Be Careful: Canceled Debt Is Taxed As Income
Bankruptcy Is The Exception
(a) Exclusion from gross income
(1) In general
Gross income does not include any amount which (but for this subsection) would be includible in gross income by reason of the discharge (in whole or in part) of indebtedness of the taxpayer if—
(A) the discharge occurs in a title 11 case,
(B) the discharge occurs when the taxpayer is Insolvent,
(C) the indebtedness discharged is qualified farm indebtedness,
(D) in the case of a taxpayer other than a C corporation, the indebtedness discharged is qualified real property business indebtedness, or
(E) the indebtedness discharged is qualified principal residence indebtedness which is discharged before January 1, 2010.

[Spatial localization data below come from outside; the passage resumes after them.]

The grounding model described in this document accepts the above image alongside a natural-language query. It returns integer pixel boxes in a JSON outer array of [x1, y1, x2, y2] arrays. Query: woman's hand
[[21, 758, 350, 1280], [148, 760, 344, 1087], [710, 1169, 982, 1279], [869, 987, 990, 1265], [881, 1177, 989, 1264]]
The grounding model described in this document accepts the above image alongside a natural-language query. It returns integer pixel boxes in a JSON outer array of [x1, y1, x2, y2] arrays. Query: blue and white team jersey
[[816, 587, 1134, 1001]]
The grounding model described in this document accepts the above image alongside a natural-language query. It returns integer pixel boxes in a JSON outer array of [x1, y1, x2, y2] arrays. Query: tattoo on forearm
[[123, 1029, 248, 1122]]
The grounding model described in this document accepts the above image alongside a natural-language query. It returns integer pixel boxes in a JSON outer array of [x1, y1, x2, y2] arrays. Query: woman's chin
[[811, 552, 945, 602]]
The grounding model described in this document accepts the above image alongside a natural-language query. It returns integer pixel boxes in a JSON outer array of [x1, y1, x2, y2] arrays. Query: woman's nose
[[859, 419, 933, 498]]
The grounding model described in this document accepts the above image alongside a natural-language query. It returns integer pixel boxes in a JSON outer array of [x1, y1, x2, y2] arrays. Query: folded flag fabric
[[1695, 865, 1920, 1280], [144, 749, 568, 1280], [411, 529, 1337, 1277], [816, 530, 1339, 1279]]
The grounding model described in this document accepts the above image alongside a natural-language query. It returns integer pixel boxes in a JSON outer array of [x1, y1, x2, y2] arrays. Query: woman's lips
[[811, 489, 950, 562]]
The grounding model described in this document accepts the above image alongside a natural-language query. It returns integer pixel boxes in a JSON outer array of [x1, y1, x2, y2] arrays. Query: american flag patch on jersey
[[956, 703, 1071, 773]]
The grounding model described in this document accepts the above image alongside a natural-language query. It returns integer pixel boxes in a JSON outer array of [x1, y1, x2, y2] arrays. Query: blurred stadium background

A Note On Loss Carry Forwards
Note that the debtor’s tax attributes, such as loss carry forwards and exclusion of gain on sale of a primary residence, as they exist before bankruptcy, pass to the bankruptcy estate and may be used or even exhausted by the Trustee in the administration of the estate.
It is important to get professional tax advice before venturing into bankruptcy if your tax situation is complex. The IRS provides useful information in its online publication on bankruptcy and tax. This publication covers the federal income tax aspects of bankruptcy. However, this publication is not intended to cover bankruptcy law in general, or to provide detailed discussions of the tax rules for the more complex corporate bankruptcy reorganizations or other highly technical transactions. Additionally, this publication is not updated on an annual basis and may not reflect recent developments in bankruptcy or tax law. For these reasons, the advice of a tax professional is necessary in some cases.